Efforts to curb money laundering and illicit terrorist financing have had unintended negative consequences internationally, in particular for people and organizations in poor countries via remittances, correspondent banking and humanitarian aid. More transparency, greater data and a stronger risk-based approach (RBA) are needed, according to a new report from The Center for Global Development, Unintended Consequences of Anti-Money Laundering Policies for Poor Countries.
Anti-money laundering and combating of the financing of terror policies (AML/CFT) have created pressure for institutions to be uniformly risk-averse. As a result of mixed messages and imprecise guidelines from the Financial Action Task Force (FATF), along with a chilling effect from enforcement actions and fines on large financial institutions, banks are engaging in “de-risking” by ceasing to engage in any activity with organizations or individuals that a seen to be higher risk.
Industry fears of enforcement action are not unwarranted. Over the last 15 years, both the number and value of AML-related fines have increased in both the US and the UK. The number of fines issued by US regulators has followed a sharp upward trend while the amount of those fines has increased as well.
The report highlights four key areas that are most drastically impacted:
- The Money Transfer Organization Sector – a decline in MTO activity negatively affects the migrants who want to send money home (remittances) and those families who rely on that money, which amounts to more than three times foreign aid.
- Non-Profit Organizations – NPOs’ effectiveness is being limited and this hurts vulnerable people in post-disaster and conflict zones, who often rely on this aid for the most basic of human necessities.
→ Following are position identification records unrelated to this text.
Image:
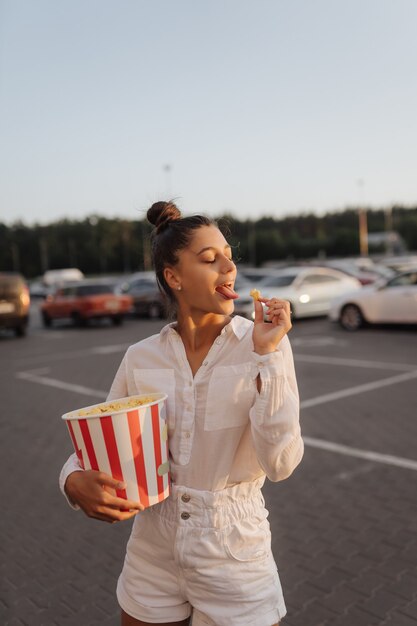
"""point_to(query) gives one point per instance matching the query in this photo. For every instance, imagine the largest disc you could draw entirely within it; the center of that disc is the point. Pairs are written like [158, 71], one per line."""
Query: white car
[309, 290]
[386, 302]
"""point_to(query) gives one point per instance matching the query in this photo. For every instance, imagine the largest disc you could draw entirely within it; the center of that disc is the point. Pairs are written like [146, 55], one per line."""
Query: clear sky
[261, 107]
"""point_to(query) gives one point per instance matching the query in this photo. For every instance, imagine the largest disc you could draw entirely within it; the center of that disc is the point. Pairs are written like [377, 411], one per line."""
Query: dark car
[147, 299]
[84, 301]
[14, 303]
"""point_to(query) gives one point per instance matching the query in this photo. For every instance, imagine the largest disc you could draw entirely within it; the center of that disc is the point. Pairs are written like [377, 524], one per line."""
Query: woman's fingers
[278, 308]
[89, 489]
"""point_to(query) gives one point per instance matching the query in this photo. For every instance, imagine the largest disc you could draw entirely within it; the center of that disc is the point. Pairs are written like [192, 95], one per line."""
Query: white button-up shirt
[221, 431]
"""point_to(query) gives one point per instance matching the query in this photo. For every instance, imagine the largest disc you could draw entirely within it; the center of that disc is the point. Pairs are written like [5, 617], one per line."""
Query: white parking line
[59, 384]
[353, 391]
[387, 459]
[74, 354]
[35, 376]
[307, 358]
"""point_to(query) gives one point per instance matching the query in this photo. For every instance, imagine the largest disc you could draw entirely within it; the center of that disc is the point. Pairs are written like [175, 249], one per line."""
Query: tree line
[99, 245]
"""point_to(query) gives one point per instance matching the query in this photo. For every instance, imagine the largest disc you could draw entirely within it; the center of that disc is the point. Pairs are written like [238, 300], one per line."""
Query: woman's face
[206, 273]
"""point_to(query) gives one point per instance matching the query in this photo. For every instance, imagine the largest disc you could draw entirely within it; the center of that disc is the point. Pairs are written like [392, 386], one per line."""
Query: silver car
[309, 290]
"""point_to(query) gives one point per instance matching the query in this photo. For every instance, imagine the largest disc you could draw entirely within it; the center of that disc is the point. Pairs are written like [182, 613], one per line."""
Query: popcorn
[128, 439]
[112, 407]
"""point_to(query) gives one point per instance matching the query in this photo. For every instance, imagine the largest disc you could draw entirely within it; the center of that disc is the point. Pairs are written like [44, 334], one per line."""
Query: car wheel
[154, 311]
[293, 313]
[78, 320]
[46, 320]
[20, 331]
[351, 317]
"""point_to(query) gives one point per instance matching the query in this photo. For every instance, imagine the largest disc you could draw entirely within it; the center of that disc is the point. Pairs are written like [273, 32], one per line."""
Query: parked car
[309, 290]
[14, 303]
[254, 274]
[144, 291]
[389, 301]
[65, 275]
[84, 301]
[366, 273]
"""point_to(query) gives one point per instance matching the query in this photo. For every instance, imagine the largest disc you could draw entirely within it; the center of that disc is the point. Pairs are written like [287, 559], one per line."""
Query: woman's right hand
[90, 490]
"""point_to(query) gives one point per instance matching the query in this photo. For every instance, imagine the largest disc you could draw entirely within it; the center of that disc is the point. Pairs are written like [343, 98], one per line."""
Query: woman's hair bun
[161, 213]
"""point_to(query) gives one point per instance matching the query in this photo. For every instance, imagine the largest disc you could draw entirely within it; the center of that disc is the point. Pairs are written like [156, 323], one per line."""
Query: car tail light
[25, 297]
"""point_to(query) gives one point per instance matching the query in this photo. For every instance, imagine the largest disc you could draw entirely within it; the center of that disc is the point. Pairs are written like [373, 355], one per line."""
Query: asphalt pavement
[344, 524]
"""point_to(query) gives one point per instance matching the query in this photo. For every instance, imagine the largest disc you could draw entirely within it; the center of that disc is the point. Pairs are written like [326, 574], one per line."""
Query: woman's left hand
[267, 335]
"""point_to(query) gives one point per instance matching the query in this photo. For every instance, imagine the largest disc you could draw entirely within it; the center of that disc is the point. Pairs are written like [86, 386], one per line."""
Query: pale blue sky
[267, 107]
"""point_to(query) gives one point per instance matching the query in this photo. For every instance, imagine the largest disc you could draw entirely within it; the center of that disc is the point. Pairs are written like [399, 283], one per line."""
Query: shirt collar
[238, 325]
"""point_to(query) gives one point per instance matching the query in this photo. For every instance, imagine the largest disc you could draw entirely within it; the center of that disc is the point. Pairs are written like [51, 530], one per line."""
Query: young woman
[233, 418]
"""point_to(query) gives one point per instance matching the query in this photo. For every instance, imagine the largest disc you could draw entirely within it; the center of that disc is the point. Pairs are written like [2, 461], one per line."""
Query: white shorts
[203, 553]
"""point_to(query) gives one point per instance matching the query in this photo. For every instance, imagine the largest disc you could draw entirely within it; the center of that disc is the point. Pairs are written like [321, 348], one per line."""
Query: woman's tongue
[227, 292]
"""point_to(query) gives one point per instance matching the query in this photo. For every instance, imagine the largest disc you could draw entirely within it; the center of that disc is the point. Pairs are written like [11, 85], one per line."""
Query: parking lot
[344, 525]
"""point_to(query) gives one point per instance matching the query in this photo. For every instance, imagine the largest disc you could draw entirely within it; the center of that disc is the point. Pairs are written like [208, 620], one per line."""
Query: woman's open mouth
[226, 291]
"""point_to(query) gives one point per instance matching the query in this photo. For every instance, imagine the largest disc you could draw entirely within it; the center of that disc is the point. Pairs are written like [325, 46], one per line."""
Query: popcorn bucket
[128, 439]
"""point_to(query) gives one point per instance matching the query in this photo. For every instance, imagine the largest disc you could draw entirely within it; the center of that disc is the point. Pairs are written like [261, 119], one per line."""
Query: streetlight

- Small- to medium-sized firms in poor countries – Correspondent banking relationships and trade finance in some corridors are tightening. As a result, local banks no longer have the means to provide substantial credit to regional firms.
- Regulators – As risk-aversion practices constrict the legitimate methods for MTOs and NPOs to operate, individuals are turning to less transparent methods, which creates greater risk in turn.
Impact on Remittances and Humanitarian Aid
Several large banks have withdrawn completely from the remittance sector over the past few years. As a result, money transfer operators in the US and elsewhere are facing difficulty opening or maintaining bank accounts. Drivers of this trend include the fact that most remittances flow to global hot spots, and remittance companies have become known as inherently risky despite the compliance procedures they have implemented. Any decrease in remittance flows could have a serious impact on poverty, as these money transfers are “one of the most critical sources of finance for developing countries,” the report states.
NPOs have also felt the sting of the global de-risking trend, a hurt that trickles down to the vulnerable populations they serve around the globe. De-banking of NPOs has been accompanied by de-risking by donors and sometimes NPOs themselves, as they withdraw from the most high-risk areas of need. The report notes that the withdrawal of banking services by one bank “has a knock-on effect as other banks follow suit” and some banks have admitted in correspondence that they won’t transfer funds to NPOs they perceive to be “Islamic,” even if the transfers do not involve sanctioned countries or entities.
In the interest of creating greater transparency and cooperation, the CGD offers five key recommendations that public officials, particularly FATF and the Financial Stability Board, should undertake: further assess the unintended consequences of AML/CFT and its enforcement; generate better data and sharing of data; strengthen the risk-based approach (RBA); improve standards of good practice and low risk indicators; and facilitate identification and lower the cost of compliance.